Перекликались по берегу часовые, и, когда песня смолкла, поведав о битве и поражении богдойцев, слышно стало, как и на Шилке окликают друг друга посты. А потом и там мужские голоса затянули песню. И хотя до певцов было далеко, и слова только-только угадывались, молодые казаки оживились. Они узнали эту песню. Она была новая и сложена своим станичником Пешковым, батькой Насти. И говорилось в песне о тяжелом походе прошлого пятьдесят шестого года, о том, как:
— Настюха! — крикнул кто-то, невидимый за спинами толпившихся у костра казаков. — Слышь, Настя! Солдаты-то батьки твово песню поют!
Но Насти у костра уже не было. Иван Мандрика, как только песня про Кумару кончилась, незаметно увел девушку от костра.
А в доме Ванькина отца, старого Мандрики, в эту ночь долго горел свет.
Нежданно-негаданно, на самом закате солнца, пожаловали к старикам гости.
Сам Мандрика сидел на лавке, решая, сейчас разуться или попозже, когда жена перестанет греметь чугунками. Марфа же задумала, пока еще совсем не стемнело, пополоскать посуду и в полумраке гоношилась у печи. Чугунок с остатком ухи и печеную картошку она засунула подальше в печь, чтобы Ванька, когда набегается, похлебал тепленького. Вынимая из печи ухват, она обронила горячий уголек на пол и запричитала, что вот, мол, на ночь гость пожалует и придется разжигать каганец, а масла-то в каганце совсем на донышке.
— Ничего, наш гость нагуляется и в темноте ложку мимо рта не пронесет, — отозвался с лавки Мандрика, — а ежели Наську приведет, то им в темноте сподручнее.
— Зря такое баишь, старый, про свое, про дитя-то, — упрекнула его жена.
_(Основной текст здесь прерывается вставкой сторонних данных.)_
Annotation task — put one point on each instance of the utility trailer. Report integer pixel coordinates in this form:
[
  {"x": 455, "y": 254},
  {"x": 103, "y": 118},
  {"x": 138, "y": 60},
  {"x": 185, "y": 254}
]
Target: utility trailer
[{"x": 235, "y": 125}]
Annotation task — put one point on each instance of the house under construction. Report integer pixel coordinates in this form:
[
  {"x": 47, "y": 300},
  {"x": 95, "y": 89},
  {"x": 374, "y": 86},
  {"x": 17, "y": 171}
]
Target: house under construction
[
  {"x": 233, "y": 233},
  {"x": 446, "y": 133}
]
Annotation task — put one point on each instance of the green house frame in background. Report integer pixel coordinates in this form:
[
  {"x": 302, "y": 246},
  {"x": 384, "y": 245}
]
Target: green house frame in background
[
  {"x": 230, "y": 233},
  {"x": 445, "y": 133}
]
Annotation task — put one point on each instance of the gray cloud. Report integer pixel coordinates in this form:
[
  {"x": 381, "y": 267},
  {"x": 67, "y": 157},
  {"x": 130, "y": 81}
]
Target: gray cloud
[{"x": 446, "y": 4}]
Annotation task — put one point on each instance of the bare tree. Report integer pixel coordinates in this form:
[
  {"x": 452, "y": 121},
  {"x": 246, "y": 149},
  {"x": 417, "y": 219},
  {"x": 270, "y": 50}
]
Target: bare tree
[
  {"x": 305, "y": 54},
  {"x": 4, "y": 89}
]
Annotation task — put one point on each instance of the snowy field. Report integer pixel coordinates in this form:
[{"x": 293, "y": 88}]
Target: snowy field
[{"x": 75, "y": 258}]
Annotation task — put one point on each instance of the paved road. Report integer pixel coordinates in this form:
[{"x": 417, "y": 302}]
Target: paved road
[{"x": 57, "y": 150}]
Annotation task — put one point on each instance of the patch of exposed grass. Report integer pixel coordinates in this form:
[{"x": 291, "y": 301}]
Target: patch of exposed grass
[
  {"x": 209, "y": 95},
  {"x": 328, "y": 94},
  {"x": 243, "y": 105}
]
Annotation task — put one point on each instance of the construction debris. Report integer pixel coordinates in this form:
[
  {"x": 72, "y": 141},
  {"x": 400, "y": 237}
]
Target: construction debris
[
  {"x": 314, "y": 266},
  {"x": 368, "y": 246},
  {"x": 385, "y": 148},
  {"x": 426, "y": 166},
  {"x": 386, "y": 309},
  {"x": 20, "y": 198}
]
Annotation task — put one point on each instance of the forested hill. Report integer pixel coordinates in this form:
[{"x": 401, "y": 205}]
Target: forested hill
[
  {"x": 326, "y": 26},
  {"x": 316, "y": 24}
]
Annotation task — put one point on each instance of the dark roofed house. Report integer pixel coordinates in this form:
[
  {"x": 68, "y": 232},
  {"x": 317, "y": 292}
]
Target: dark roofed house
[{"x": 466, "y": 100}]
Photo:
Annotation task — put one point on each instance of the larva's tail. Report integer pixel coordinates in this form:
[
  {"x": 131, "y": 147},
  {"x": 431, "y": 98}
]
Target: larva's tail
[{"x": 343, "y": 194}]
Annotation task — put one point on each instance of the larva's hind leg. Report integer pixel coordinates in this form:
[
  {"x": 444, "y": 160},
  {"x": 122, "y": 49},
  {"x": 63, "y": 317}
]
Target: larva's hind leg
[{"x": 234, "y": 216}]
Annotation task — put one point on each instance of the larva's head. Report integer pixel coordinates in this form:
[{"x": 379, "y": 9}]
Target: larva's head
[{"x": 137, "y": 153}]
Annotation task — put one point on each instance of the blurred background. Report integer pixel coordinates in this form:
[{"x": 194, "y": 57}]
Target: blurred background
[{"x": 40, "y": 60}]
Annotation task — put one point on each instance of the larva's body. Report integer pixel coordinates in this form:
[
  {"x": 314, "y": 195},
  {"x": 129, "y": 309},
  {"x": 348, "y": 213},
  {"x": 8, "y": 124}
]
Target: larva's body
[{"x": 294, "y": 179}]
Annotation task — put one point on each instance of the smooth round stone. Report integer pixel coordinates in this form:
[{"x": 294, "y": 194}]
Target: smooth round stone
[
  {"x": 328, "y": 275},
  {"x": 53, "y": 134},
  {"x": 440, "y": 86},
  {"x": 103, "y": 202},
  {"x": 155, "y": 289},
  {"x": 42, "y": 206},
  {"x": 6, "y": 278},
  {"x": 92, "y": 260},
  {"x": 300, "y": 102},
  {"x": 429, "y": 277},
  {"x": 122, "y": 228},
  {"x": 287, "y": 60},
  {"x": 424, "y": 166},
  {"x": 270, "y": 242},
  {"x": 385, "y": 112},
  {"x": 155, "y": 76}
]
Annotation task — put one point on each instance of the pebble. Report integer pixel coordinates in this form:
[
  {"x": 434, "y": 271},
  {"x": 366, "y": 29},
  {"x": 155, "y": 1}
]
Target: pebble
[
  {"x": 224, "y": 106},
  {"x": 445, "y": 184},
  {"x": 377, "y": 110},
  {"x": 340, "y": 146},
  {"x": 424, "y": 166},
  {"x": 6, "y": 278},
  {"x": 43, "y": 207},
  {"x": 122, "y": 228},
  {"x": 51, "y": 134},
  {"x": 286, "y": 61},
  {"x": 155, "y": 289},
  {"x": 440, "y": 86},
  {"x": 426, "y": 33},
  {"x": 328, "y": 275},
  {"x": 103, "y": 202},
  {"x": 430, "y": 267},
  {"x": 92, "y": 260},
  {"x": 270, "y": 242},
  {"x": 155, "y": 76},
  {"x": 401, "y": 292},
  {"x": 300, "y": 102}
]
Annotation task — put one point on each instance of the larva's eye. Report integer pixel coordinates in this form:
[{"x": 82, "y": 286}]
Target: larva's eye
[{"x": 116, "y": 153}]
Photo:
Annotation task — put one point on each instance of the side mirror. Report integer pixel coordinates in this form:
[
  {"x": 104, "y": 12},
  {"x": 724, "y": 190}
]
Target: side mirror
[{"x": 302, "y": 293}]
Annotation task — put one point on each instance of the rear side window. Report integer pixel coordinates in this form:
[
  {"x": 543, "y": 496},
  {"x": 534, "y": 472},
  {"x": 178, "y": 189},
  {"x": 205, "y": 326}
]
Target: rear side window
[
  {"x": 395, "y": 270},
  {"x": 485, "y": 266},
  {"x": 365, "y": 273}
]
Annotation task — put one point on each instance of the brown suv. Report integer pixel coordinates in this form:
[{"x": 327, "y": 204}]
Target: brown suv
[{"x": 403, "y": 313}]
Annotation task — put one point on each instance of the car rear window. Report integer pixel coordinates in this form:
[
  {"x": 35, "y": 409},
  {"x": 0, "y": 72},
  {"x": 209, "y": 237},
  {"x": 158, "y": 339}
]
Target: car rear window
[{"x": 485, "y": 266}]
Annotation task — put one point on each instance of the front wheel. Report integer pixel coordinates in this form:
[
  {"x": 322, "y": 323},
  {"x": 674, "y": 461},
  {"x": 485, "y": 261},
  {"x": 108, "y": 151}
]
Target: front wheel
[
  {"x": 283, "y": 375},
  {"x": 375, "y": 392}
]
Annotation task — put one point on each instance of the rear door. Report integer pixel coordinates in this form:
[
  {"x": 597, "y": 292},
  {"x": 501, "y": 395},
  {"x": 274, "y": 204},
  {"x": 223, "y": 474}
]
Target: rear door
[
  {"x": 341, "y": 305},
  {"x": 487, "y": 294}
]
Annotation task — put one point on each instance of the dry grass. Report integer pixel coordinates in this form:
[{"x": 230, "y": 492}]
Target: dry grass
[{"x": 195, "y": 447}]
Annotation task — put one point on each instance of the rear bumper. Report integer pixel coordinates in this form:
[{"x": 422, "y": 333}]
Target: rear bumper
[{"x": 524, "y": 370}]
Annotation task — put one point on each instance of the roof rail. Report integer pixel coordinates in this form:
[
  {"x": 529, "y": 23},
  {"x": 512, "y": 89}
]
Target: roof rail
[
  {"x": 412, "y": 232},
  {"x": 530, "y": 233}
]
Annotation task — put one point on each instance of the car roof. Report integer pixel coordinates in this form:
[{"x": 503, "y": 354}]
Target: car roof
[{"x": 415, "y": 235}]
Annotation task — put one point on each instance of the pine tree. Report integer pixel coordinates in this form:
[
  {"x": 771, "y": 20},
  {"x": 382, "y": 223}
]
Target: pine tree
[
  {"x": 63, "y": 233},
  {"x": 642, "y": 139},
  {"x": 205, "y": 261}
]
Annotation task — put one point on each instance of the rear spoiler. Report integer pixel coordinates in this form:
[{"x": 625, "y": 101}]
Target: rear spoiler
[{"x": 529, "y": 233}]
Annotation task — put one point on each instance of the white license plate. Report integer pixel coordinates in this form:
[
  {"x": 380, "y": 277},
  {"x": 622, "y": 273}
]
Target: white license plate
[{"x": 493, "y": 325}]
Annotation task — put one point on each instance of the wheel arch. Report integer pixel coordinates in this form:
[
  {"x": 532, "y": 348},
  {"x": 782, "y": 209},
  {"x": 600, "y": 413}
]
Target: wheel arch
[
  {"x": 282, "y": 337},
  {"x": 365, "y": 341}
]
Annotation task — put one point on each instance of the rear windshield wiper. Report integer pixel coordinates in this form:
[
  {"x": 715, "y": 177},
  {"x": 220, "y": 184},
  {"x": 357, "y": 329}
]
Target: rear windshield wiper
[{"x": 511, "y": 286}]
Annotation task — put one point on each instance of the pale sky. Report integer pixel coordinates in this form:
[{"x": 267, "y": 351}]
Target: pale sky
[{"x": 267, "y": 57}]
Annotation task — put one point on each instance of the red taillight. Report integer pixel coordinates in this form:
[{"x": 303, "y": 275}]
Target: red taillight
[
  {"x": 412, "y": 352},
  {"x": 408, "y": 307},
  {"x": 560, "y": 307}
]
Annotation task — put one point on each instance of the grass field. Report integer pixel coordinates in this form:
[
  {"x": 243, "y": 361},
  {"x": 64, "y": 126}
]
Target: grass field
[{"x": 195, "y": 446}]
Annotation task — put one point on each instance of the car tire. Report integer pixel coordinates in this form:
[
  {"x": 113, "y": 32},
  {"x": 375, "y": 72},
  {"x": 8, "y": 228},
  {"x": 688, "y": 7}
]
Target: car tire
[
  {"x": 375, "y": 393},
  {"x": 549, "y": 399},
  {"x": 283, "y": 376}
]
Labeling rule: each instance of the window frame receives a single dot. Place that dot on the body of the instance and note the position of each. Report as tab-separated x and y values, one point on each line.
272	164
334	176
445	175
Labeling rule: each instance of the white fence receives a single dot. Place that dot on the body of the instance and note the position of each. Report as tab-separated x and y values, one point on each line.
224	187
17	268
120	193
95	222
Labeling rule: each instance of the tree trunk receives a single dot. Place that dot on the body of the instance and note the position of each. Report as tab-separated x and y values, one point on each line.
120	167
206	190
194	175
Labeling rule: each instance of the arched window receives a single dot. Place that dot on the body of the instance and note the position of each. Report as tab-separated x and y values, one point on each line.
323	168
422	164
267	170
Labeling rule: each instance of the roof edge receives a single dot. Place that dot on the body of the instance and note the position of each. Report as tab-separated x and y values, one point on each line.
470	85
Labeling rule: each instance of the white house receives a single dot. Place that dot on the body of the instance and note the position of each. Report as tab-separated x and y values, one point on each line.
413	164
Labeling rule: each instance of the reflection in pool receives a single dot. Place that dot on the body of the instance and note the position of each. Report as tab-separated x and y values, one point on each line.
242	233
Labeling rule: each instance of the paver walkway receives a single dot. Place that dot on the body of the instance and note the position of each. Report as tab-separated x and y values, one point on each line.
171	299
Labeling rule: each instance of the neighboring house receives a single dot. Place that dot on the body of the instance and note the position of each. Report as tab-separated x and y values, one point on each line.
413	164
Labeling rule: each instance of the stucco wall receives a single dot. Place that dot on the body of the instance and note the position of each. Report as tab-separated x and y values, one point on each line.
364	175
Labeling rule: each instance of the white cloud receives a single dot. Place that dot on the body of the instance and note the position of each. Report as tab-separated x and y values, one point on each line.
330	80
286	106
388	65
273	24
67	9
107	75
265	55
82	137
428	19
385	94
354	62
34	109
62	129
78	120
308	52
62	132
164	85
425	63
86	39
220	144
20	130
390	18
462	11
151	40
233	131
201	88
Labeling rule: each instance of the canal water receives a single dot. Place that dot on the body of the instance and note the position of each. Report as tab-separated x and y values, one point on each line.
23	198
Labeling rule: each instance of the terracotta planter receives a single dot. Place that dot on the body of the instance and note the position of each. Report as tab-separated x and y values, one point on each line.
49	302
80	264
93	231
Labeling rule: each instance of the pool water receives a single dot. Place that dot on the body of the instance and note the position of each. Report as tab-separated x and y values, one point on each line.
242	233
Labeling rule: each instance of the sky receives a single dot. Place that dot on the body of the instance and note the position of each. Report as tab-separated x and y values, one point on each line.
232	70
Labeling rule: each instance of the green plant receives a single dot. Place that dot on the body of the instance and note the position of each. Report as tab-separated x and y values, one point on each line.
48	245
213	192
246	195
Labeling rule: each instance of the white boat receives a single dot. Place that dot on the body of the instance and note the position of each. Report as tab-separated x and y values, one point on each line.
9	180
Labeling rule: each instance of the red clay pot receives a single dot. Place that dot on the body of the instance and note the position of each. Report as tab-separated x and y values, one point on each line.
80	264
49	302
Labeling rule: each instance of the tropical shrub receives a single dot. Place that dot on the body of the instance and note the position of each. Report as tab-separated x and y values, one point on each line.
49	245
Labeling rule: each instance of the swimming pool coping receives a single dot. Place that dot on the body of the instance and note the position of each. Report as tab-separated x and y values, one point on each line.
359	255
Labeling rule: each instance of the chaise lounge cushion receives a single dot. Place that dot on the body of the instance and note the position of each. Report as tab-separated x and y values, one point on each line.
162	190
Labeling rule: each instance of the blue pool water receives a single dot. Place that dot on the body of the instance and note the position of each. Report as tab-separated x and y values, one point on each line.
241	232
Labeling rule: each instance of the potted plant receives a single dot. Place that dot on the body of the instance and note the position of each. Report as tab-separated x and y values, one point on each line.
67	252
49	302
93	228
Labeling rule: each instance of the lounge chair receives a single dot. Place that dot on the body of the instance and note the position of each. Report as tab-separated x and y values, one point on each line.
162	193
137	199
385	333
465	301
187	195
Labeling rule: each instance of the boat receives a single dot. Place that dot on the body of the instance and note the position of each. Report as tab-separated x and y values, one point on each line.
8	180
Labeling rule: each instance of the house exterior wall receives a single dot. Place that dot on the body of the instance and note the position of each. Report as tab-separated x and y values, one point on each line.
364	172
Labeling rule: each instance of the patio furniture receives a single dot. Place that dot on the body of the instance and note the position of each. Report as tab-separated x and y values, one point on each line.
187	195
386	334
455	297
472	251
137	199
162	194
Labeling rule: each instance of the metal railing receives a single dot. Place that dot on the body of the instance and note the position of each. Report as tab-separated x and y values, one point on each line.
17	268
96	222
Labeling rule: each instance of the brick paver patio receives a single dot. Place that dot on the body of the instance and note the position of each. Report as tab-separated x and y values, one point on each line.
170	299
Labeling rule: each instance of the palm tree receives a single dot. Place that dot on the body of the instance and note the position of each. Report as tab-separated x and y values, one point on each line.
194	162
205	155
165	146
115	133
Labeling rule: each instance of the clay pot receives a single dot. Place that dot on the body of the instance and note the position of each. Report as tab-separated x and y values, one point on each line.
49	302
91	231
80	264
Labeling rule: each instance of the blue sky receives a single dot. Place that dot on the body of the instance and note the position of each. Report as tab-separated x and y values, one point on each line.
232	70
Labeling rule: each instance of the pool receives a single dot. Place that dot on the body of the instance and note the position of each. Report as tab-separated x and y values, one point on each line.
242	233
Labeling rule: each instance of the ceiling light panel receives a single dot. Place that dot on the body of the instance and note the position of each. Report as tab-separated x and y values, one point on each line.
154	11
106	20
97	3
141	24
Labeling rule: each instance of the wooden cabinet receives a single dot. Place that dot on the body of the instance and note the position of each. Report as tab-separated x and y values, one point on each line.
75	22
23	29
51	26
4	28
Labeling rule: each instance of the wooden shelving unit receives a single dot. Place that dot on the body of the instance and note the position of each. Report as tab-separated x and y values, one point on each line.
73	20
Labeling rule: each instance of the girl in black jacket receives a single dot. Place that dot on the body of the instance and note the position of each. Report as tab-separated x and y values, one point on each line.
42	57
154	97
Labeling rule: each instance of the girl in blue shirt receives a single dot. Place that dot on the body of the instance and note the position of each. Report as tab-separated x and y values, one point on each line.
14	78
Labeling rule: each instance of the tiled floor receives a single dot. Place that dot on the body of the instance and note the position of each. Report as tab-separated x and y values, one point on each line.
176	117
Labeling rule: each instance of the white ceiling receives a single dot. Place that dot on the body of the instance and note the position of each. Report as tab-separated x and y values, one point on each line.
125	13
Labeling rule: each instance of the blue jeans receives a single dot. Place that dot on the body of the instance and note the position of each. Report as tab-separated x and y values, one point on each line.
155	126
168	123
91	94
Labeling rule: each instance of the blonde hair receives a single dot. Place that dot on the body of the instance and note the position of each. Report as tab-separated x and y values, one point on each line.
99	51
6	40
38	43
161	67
«Это Ванька-то дитя! Да он уже служилый казак», — хотел возразить Мандрика, да промолчал. С тех пор как он к старости начал заметно усыхать и притаптываться, вроде бы даже ниже становиться, а Марфа его все добрела, власть его в доме постепенно уменьшалась и переходила к жене. И не шумела на мужа Марфа, ничего не приказывала, тем более на людях, а слушался ее Мандрика и старался ни в чем не перечить. А почему — и сам не знал. Может, потому, что не дослужился он даже до полного казачьего содержания, не достиг разряда служилого казака, а может, подавляла его Марфа своей дородностью. Марфа словно не замечала покорности мужа, величала его часто уважительно «казаком», но все в доме шло по ее воле.